On Tuesday evening, police fired water cannon and tear gas in Ankara's central Kizilay square to scatter several thousand protesters who chanted: "Government of Erdogan, government of corruption, resign resign," the AP reported.The police pursued the protesters into sidestreets where small clashes continued.
Earlier, police broke up a crowd of more than 2,000 people, mainly students from Ankara's Middle East Technical University (ODTU), who blocked a highway to protest against Elvan's death, according to the AP.
There was similar police intervention against hundreds of protesters in Istanbul's central Istiklal street, one of dozens of places across Turkey where posts on social media had called for protests on Tuesday evening, the AP reported.
Istanbul and Ankara have both seen protests in recent weeks against what demonstrators regard as Erdogan's authoritarian reaction to the graft scandal, which has included new laws tightening Internet controls and handing government greater influence over the appointment of judges and prosecutors, according to the AP.

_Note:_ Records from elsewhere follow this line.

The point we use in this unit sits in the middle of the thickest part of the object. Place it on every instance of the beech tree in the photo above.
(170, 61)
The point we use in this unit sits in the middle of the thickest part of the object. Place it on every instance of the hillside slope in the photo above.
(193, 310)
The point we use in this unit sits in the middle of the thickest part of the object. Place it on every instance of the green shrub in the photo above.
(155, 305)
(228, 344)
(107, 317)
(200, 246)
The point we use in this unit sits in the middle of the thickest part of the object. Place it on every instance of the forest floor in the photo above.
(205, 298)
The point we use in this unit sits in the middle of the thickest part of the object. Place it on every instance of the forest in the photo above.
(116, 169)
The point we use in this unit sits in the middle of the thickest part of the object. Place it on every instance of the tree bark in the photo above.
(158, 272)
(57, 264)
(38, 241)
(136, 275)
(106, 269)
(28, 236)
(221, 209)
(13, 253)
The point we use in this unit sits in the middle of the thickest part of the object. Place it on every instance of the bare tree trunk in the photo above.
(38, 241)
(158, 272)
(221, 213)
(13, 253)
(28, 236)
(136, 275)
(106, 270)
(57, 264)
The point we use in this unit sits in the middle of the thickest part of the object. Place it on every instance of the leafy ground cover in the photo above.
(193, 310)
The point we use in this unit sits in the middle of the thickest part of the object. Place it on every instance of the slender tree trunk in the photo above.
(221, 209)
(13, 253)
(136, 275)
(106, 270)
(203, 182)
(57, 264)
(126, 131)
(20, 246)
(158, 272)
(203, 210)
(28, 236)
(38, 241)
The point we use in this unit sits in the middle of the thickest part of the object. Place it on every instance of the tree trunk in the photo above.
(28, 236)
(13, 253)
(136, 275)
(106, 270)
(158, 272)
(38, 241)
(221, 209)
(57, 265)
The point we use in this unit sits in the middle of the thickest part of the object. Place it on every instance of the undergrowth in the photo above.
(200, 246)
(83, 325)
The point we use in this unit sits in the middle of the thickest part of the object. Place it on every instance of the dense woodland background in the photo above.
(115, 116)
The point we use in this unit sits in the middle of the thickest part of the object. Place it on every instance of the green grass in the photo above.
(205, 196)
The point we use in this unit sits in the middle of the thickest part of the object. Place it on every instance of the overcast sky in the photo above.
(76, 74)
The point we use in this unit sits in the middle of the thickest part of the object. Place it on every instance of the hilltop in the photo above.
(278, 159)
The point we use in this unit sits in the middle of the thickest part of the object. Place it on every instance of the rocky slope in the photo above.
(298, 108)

Crowds chanted "murderer Erdogan" and "the murderer state will be brought to account" as mourners carried Elvan's coffin, wrapped in red cloth and strewn with red carnations, to a "cemevi", an Alevi place of worship, in central Istanbul, the AP reported.
Alevis are a religious minority in mainly Sunni Muslim Turkey who espouse a liberal version of Islam and have often been at odds with Erdogan's Islamist-rooted government, according to the AP.
Among the throng of up to 1,000 people, some waved plain red flags, while shopkeepers in the Okmeydani district pulled down their shutters as a mark of respect, the AP reported. Elvan's mother, flanked by a group of women, stood crying at an open window.